(of course, a low inf faction in retreat will gain more from those than a higher inf faction, probably outlasting even the influence penalty of active retreat)
This I think is the problem with both retreat and expansion states as things are currently arranged.
Influence must be harder to get at high levels, easier at low levels, or in most systems you'd end up with the runaway leader effect we saw just after the FC release as the controlling faction has so many extra levers available they'd be pinned above 90% most of the time.
That, however, means that in systems with high passing traffic (or active opposition), getting any faction below 2.5% or above 75% is incredibly difficult - the only thing keeping the BGS moving in terms of faction relocation is that most systems don't have high passing traffic. If Frontier got their wish with the Odyssey expansion and doubled the active player count, even more systems would end up over-stabilised for influence [1].

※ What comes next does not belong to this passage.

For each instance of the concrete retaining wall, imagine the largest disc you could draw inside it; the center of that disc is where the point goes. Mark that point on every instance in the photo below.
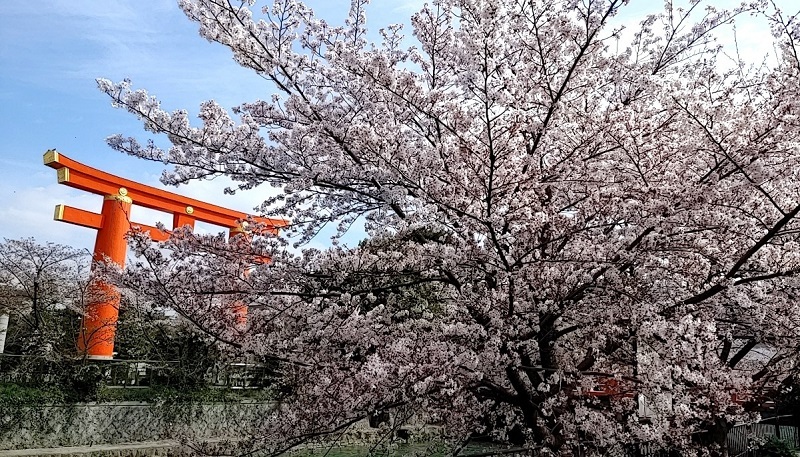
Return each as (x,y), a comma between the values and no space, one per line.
(51,426)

Instead they could have a slider-state scale of Retreat-None-Expansion with the middle bit fairly wide, actions contributing to it in various ways, and a return-to-centre default tendency like the other sliders. Keep a faction in the Retreat zone for N continuous days and it disappears (if non-native) or gives up an asset to the highest influence faction (if native). Keep it in the Expansion zone for 7 days and it does an expansion action and immediately drops to neutral again.
[1] Colonia I always find a good example of this -
https://cdb.sotl.org.uk/systems/1/history - it's a 400k population so should be relatively susceptible to large swings, and it has daily traffic in the 600-1000 ships range. The daily influence movements are tiny - generally 1-2% a day - and generally within a very narrow stable range. Deliberately pushing it off that equilibrium (leaving aside that it's capital-locked so there's no point in doing so) would be virtually impossible. If every system had 3-figure daily traffic (which is also the point where you start to be likely to meet other players, so not a bad ideal in other respects) everywhere would end up similarly stagnating.